If the Congress returns to the Opposition benches in Parliament, the Left, with only Bengal MPs giving it a measure of respectability, returns to near-irrelevance. The Congress is hardly likely to court another loser. The BJP in power would probably seek to proactively toast the Left’s marginal status. But let’s also assume the anti-incumbency rule doesn’t operate. Suppose the Congress surprises itself in 2009 even more than it did in 2004 and manages to get the numbers. Happy days for the CPM? Hardly.
If the Congress does manage to break the anti-incumbency rule, it will almost certainly have more seats than it does now and the Left will have considerably fewer. Ergo, far less bargaining power for the Marxists if they are outside the government.
But could they again tell the Congress that they would like to remain outside? Would the Congress, flush from a second consecutive victory, allow them the luxury? If the Congress puts pressure on the CPM to join the government, whatever the latter decides can turn out to be another historic blunder: Say no and be pushed to the margins, with little influence on policy. Say yes, and then necessarily become a party to decisions against which the Left would like to send out critical press releases.
Such decisions would be inevitable because, whatever the political rhetoric of the day, the Congress and the BJP have a minimum reformist core as far as economic policy is concerned.

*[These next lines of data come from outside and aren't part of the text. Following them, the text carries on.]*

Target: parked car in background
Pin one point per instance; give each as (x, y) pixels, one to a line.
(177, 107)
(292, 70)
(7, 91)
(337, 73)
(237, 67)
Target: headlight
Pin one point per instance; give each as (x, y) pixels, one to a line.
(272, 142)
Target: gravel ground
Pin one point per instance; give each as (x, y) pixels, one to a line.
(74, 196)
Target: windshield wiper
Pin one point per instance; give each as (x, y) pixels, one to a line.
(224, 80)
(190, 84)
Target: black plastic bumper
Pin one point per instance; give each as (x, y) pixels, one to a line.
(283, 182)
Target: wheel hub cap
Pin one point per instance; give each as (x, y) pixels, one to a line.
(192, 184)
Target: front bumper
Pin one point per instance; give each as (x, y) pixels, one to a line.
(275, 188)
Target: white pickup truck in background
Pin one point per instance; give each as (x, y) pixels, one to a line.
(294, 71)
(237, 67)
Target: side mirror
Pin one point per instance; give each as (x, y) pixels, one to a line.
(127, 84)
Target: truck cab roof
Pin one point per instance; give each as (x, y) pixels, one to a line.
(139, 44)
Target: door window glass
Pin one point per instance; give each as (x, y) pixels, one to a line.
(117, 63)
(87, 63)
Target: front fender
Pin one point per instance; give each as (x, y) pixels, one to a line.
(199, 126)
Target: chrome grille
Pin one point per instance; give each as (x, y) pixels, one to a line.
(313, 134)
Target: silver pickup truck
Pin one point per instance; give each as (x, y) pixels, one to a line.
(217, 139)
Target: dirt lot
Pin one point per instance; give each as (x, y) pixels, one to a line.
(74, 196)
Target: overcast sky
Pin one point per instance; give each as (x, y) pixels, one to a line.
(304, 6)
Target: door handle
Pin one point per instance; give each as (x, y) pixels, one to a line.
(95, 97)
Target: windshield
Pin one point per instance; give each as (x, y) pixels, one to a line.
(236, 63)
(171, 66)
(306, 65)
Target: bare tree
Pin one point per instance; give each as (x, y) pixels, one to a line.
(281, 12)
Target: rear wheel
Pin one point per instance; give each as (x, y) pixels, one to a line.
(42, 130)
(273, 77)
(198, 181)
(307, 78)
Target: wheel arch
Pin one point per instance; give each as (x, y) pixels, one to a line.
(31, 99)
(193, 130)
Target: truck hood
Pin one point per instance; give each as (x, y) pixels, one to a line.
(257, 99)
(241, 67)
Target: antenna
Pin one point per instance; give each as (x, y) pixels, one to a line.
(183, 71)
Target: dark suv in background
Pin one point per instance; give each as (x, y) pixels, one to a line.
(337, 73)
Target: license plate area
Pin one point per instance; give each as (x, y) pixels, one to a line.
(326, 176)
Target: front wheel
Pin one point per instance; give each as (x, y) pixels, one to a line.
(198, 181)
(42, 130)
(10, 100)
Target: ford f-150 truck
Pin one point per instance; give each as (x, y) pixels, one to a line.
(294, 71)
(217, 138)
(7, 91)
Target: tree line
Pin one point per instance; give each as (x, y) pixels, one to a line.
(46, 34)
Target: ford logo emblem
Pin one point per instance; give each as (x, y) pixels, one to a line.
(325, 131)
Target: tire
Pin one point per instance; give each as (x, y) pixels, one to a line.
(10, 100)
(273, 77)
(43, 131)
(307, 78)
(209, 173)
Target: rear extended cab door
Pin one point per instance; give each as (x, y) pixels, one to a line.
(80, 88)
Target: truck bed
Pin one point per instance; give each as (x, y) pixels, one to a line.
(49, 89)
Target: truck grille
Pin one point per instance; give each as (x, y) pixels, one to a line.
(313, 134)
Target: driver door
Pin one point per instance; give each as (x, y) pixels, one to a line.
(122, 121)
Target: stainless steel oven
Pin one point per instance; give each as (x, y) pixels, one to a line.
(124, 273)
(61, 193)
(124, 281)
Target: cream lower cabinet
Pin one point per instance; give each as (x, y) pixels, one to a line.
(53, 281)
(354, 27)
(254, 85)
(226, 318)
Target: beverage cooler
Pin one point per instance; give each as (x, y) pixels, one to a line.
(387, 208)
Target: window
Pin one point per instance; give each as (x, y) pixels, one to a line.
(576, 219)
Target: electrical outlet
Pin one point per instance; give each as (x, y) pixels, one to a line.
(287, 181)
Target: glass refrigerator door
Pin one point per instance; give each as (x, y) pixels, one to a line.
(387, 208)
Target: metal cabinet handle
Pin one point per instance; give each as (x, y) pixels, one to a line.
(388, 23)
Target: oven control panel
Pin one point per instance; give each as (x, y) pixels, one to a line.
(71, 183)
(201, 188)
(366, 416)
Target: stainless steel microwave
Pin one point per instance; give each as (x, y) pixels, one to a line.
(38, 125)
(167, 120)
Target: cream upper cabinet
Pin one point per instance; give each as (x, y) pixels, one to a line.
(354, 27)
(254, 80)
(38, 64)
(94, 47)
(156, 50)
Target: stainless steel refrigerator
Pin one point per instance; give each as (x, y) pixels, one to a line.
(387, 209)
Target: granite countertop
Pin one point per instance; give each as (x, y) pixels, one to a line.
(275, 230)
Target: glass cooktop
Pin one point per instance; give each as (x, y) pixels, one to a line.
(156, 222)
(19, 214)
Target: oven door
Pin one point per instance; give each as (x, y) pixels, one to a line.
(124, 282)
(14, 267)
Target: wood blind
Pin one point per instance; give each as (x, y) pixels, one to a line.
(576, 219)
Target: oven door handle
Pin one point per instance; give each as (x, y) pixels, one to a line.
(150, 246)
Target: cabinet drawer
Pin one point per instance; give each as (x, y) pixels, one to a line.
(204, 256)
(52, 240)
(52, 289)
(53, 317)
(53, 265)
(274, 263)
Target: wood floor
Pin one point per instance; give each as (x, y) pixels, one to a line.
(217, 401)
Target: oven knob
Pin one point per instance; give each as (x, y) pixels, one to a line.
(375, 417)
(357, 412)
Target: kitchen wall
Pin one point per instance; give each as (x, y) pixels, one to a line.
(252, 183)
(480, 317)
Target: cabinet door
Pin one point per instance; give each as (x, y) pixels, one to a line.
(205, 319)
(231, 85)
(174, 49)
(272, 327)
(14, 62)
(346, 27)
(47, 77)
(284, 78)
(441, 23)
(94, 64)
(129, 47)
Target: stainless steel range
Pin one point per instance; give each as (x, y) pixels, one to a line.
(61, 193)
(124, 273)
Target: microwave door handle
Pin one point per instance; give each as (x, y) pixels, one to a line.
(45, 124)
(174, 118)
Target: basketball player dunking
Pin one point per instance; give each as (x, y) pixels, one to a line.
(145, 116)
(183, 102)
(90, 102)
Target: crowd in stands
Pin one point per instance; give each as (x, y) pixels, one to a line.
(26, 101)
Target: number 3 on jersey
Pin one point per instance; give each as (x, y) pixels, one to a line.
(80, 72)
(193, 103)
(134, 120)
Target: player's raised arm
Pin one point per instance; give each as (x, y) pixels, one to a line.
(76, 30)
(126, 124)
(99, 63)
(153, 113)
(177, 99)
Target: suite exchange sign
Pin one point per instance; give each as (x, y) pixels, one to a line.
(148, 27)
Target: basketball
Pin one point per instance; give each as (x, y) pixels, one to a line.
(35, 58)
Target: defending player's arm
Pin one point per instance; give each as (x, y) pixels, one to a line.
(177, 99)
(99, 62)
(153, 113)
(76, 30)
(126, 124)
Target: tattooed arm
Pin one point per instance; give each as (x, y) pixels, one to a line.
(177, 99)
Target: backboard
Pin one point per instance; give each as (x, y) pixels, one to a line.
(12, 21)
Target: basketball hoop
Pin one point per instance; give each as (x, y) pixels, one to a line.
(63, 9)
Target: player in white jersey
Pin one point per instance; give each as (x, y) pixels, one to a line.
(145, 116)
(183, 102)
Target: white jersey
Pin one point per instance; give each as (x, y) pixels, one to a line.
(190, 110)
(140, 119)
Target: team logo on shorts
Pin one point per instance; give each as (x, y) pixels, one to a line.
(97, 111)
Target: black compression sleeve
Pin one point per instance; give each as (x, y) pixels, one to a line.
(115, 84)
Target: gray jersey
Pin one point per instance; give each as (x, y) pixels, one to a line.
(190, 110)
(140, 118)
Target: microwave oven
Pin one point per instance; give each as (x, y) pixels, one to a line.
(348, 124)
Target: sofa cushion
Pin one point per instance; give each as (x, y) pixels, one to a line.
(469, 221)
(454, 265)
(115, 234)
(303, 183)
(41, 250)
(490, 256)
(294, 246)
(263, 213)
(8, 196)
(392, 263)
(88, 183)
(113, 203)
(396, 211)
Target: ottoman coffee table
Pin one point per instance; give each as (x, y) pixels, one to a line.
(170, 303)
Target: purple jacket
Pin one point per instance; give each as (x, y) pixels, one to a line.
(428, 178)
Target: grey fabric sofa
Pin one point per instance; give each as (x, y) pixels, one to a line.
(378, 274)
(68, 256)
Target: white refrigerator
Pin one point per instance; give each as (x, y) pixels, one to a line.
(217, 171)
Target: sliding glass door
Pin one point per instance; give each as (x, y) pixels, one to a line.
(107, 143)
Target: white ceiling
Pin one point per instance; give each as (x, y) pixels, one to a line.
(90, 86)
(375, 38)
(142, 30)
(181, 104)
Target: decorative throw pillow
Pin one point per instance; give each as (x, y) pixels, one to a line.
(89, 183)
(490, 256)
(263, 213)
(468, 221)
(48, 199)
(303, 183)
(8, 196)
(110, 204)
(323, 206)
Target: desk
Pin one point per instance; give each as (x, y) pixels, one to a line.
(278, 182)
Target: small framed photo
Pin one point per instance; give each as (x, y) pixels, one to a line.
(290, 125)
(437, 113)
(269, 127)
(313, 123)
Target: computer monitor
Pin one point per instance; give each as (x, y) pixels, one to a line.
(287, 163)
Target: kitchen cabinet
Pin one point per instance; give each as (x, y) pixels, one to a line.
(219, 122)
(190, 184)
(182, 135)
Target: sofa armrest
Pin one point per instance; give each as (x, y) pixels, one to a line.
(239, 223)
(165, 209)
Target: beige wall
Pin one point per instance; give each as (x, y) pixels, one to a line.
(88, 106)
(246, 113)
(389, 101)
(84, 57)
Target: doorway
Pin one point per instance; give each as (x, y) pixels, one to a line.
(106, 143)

In power, the core will get activated from time to time, especially in the first half of the term. Let’s put it this way. Neither party would actually like to preside over a trend reversal in India’s economic growth.
Far smaller, far less influential and, if it is part of a national government, in a severe crisis of ideological conscience — that’s the CPM’s likely national future, never mind anniversaries in Bengal.
So, really, no apologies for my lack of bourgeois grace. What India will do to Marxists in the next 3 years (by 2010, the next national government will have been in power for a year) is so much more interesting than what Bengal has done for Marxists in the last 30.